Certainly they make preliminary judgements like that, it cannot be avoided. However, consistently acquiring even remotely accurate and reliable profiles of people with no social interaction is not realistic.
We had groupworks pretty consitently throughout my school life until I started university where group projects are few and far between. Even if you are outside your comfort zone, you use your social abilities. Discussing the project, giving the floor to other members of the group, agreeing upon who does what and respecting the opinions of others are all social skills you utilise in those situations.
Actually, I was excellent at that. As was everyone else in my school. How many of the people in you school did you actually socialize with? How many of them could you actually have said you know what their goals were, how they felt about things? That is when socialization comes into play.

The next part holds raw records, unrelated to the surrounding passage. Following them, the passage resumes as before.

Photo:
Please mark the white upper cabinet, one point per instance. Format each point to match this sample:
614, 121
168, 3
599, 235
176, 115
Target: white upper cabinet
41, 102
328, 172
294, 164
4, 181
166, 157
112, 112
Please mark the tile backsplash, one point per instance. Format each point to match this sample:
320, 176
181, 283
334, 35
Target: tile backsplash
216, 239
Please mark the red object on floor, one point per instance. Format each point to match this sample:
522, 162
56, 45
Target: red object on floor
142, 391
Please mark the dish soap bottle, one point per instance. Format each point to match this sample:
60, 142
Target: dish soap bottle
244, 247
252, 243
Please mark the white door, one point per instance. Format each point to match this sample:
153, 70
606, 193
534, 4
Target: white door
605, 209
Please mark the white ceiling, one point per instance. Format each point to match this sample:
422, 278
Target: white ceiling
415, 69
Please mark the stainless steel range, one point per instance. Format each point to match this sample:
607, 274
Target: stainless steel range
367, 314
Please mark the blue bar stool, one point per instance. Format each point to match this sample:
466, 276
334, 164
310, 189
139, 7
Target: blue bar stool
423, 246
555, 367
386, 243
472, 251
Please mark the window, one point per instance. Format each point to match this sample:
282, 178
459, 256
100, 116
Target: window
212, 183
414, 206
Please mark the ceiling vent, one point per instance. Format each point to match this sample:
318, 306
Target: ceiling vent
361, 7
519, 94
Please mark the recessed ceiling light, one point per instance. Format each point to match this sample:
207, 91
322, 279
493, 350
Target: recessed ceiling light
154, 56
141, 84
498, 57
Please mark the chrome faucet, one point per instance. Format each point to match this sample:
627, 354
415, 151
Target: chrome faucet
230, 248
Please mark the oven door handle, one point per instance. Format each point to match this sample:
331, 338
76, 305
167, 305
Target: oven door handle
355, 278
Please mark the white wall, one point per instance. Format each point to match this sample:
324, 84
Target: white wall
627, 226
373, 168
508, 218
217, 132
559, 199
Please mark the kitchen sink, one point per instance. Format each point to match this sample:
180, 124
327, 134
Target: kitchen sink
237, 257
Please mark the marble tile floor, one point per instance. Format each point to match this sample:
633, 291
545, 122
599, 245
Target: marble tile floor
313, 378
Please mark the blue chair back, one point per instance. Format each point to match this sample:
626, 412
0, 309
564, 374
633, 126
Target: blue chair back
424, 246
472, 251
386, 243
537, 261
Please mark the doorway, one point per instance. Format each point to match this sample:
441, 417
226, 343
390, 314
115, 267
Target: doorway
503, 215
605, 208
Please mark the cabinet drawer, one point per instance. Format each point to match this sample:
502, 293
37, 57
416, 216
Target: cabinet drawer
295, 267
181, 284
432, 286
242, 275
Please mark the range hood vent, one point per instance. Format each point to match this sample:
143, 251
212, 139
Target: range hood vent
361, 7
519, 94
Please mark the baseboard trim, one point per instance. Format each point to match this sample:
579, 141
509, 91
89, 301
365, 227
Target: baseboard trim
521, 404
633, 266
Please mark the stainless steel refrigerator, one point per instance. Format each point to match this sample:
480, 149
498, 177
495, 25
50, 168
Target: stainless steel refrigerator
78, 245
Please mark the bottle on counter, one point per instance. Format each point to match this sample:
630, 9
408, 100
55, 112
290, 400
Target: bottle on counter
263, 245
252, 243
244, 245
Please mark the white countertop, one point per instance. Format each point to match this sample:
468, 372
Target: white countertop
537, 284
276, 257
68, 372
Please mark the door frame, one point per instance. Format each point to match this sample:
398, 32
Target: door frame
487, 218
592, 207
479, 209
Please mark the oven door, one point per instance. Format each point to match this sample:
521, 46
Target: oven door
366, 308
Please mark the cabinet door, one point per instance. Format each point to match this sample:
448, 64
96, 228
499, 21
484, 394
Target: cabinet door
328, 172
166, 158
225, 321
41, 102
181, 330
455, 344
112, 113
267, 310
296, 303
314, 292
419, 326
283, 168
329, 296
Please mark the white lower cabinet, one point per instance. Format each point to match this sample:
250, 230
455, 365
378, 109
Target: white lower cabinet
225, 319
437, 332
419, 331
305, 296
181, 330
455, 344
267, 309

Our average class size was something like 20, slightly higher in high school (although most of the times different people had different classes, it was a weird system) and I usually knew where everyone lived, had an idea what their parents did for a living, and what their general interests were. The last category was hard to keep up with when we were younger, but in high school I knew those quite well too. I am pretty sure I know what every single one of my old high school classmates are still doing.
In any case, even in high school the group projects were common. Moreover, all manner of parties and hobbies pretty much forced me to interact with a lot of people towards whom I was indifferent. I suppose one reason for that is that even if you feel indifferent or worse about someone, it doesn't mean the feeling is mutual.
We probably ought to either drag the discussion out of this thread or just call it quits.